相変わらず、少し泣きそうな表情だった。そういうところは、変わらない。
『あ、あの、あ、あなたは……?』
レムの声。確かに、ルナの横にはレムがいた。
ハッとするほどに、覇気が感じられない。
なんというか、喧嘩し甲斐がない。
「てめぇ、ホントに変わったな……。つまんねぇ感じになりやがってよ。前なんざギラギラしてたじゃねぇか、それがどうしてこうなるんだよ?」
真面目にその感想に尽きる。あの自信過剰ぶりが傍目には面白く感じられたのだが、今はそれがまるで感じられない。
『あんたねぇ……』
『聞き捨てならんこと言うねぇ、バカチン。散々人様心配させておきながらいけしゃあしゃあと今更現れるたぁ、いい度胸してんじゃん? それに空中からかっこつけて現れるとか、何、今更厨二病でも煩ったか、えぇ?』
ルナも自分も、唖然としてしまった。
この感じは、明らかに前に散々喧嘩をやりまくったレムと同じだった。
だが、すぐに顔が青ざめていく。
『ご、ご、ごめんなさい! わ、私、な、なんでこんなことを……』
「普段からてめぇはそうだろうが、ガキンちょ」
一度、ため息を吐いた。
本当に普通の子供だ。それ相手に喧嘩を吹っかけるのは、少し気が引ける。
なんとなくだが、今は記憶が混濁している時期なのかもしれないと、ゼロは思った。
横たえているジンの腕を見る。こうして見ると、かなり大きかった。太さは、紅神の全高ほどもある。

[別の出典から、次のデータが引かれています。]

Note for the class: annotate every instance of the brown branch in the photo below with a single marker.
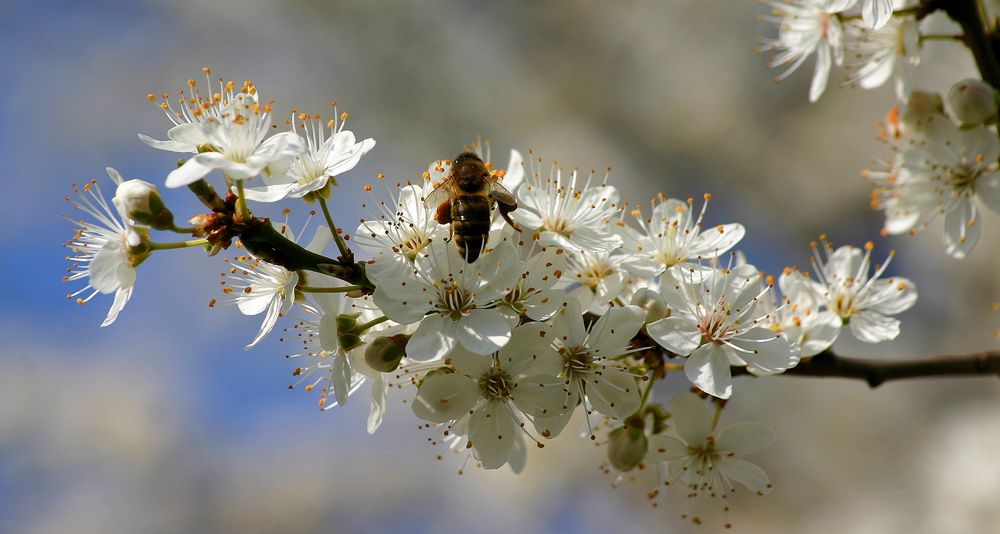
(876, 372)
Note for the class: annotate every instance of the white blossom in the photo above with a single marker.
(875, 55)
(716, 323)
(489, 398)
(257, 287)
(941, 171)
(234, 142)
(561, 214)
(807, 27)
(673, 236)
(863, 301)
(705, 461)
(400, 232)
(454, 301)
(106, 250)
(324, 158)
(588, 360)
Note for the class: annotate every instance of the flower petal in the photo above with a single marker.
(750, 475)
(708, 369)
(873, 327)
(483, 331)
(444, 397)
(679, 335)
(613, 392)
(743, 438)
(665, 449)
(433, 340)
(492, 433)
(690, 418)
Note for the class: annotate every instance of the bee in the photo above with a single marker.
(465, 200)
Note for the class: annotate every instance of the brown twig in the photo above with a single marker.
(876, 372)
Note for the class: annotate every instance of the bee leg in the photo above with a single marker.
(504, 210)
(443, 213)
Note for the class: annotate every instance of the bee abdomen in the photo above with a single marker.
(470, 222)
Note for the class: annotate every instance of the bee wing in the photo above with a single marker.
(501, 194)
(440, 194)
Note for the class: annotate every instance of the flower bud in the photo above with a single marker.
(920, 107)
(653, 303)
(384, 353)
(627, 447)
(972, 102)
(140, 201)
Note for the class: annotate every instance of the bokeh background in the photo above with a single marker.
(163, 423)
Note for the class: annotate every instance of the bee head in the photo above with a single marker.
(469, 164)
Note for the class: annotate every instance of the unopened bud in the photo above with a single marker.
(653, 303)
(384, 353)
(972, 102)
(347, 322)
(920, 107)
(627, 447)
(140, 201)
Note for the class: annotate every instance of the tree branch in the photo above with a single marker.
(876, 372)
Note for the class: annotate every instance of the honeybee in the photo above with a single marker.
(465, 199)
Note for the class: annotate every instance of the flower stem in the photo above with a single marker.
(942, 37)
(241, 202)
(646, 392)
(179, 244)
(369, 324)
(717, 416)
(341, 289)
(345, 252)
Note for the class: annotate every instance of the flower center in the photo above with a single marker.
(455, 302)
(496, 384)
(576, 361)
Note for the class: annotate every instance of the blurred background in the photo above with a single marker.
(163, 423)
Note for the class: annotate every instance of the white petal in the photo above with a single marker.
(492, 433)
(873, 327)
(876, 12)
(961, 228)
(665, 449)
(820, 334)
(376, 413)
(613, 392)
(433, 340)
(194, 169)
(518, 456)
(613, 331)
(770, 352)
(541, 396)
(750, 475)
(268, 193)
(342, 378)
(444, 397)
(822, 74)
(743, 438)
(715, 241)
(708, 369)
(273, 311)
(328, 338)
(679, 335)
(122, 295)
(171, 146)
(530, 351)
(404, 300)
(988, 189)
(690, 418)
(483, 331)
(890, 296)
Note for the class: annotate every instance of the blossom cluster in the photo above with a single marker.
(578, 307)
(946, 150)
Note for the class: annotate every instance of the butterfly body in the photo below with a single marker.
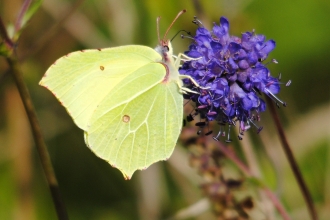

「で、隊長、これはなんだ? ジンとかいうが、こんな腕一本だけか?」
『本体がどっかにあっても不思議じゃ……って、え? なんであんたジンって知ってるの?』
「は? 紅神が知らせたからに決まってンだろ。何言ってンだ?」
『空破、まったくその情報出なかったわよ?』
それこそ、顔をしかめる話だった。
プロトタイプエイジスならば、情報はほぼ共有しているはずだが、何故空破だけそれがないのか。
或いは、空破はジンを見たことがないのか。それはよく分からない。
直後、また警報が鳴った。
「今度はなんだ?!」
ジンの腕が、急に光り出した。
『熱源反応はないわ! だけど、これは……?!』
ルナの声が、急に聞こえなくなった。
何か叫んでいるようだが、何も聞こえない。
光が、徐々に広がっていく。
眩しい光だった。
そう思った直後、光が自分を飲み込んだ。
死ぬ感じだけは、何故かしなかった。